Abstract:
We introduce a new framework called Machine Learning (ML) based Auroral Ionospheric
electrodynamics Model (ML‐AIM). ML‐AIM solves a current continuity equation by utilizing the ML model of
Field Aligned Currents of Kunduri et al. (2020, https://doi.org/10.1029/2020JA027908), the FAC‐derived
auroral conductance model of Robinson et al. (2020, https://doi.org/10.1029/2020JA028008), and the solar
irradiance conductance model of Moen and Brekke (1993, https://doi.org/10.1029/92gl02109). The ML‐AIM
inputs are 60‐min time histories of solar wind plasma, interplanetary magnetic fields (IMF), and geomagnetic
indices, and its outputs are ionospheric electric potential, electric fields, Pedersen/Hall currents, and Joule
Heating. We conduct two ML‐AIM simulations for a weak geomagnetic activity interval on 14 May 2013 and a
geomagnetic storm on 7–8 September 2017. ML‐AIM produces physically accurate ionospheric potential
patterns such as the two‐cell convection pattern and the enhancement of electric potentials during active times.
The cross polar cap potentials (ΦPC) from ML‐AIM, the Weimer (2005, https://doi.org/10.1029/2004ja010884)

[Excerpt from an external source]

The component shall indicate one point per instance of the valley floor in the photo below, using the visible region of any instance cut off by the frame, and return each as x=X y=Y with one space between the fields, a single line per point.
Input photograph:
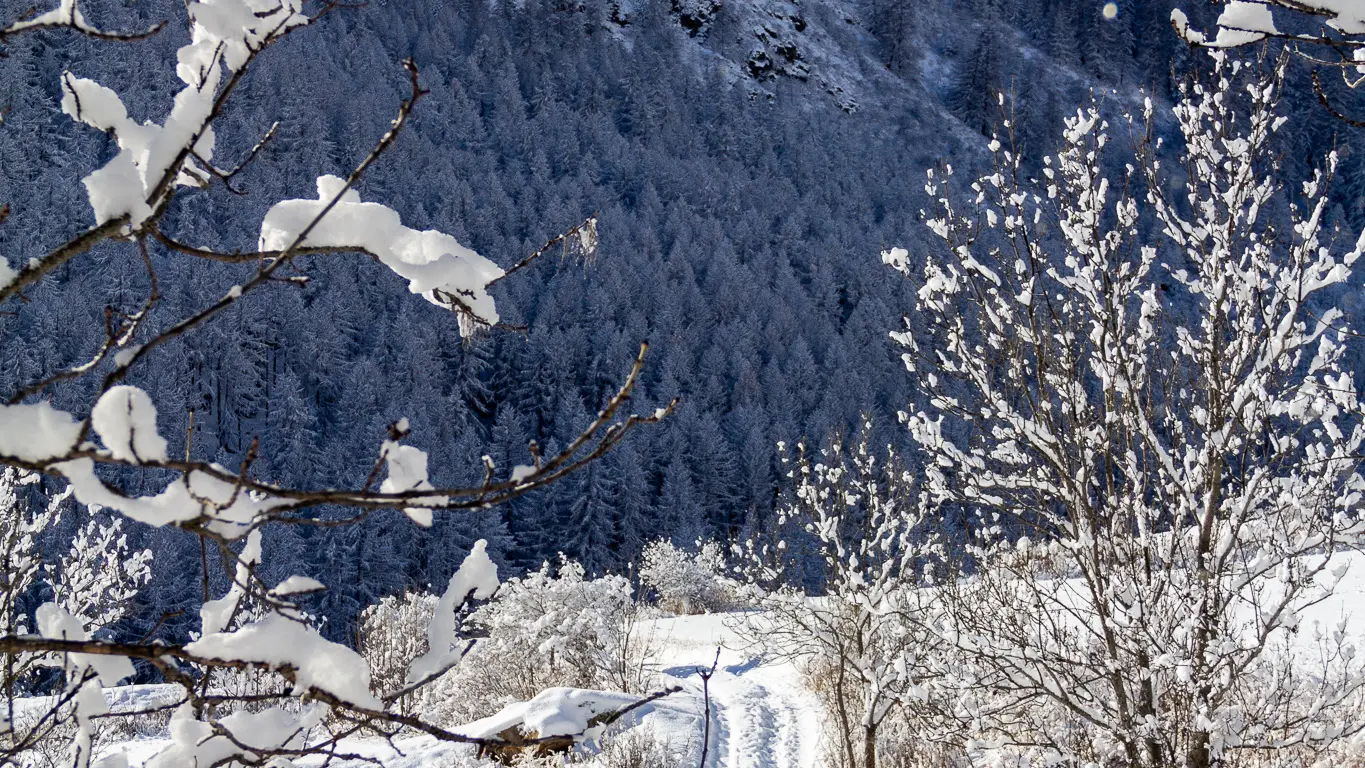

model, and the Super Dual Auroral Radar Network (SuperDARN) data‐assimilated potentials, are compared to
the ones from 3204 polar crossings of the Defense Meteorological Satellite Program F17 satellite, showing
better performance of ML‐AIM than others. ML‐AIM is unique and innovative because it predicts ionospheric
responses to the time‐varying solar wind and geomagnetic conditions, while the other traditional empirical
models like Weimer (2005, https://doi.org/10.1029/2004ja010884) designed to provide a quasi‐static
ionospheric condition under quasi‐steady solar wind/IMF conditions. Plans are underway to improve ML‐AIM
performance by including a fully ML network of models of aurora precipitation and ionospheric conductance,
targeting its characterization of geomagnetically active times.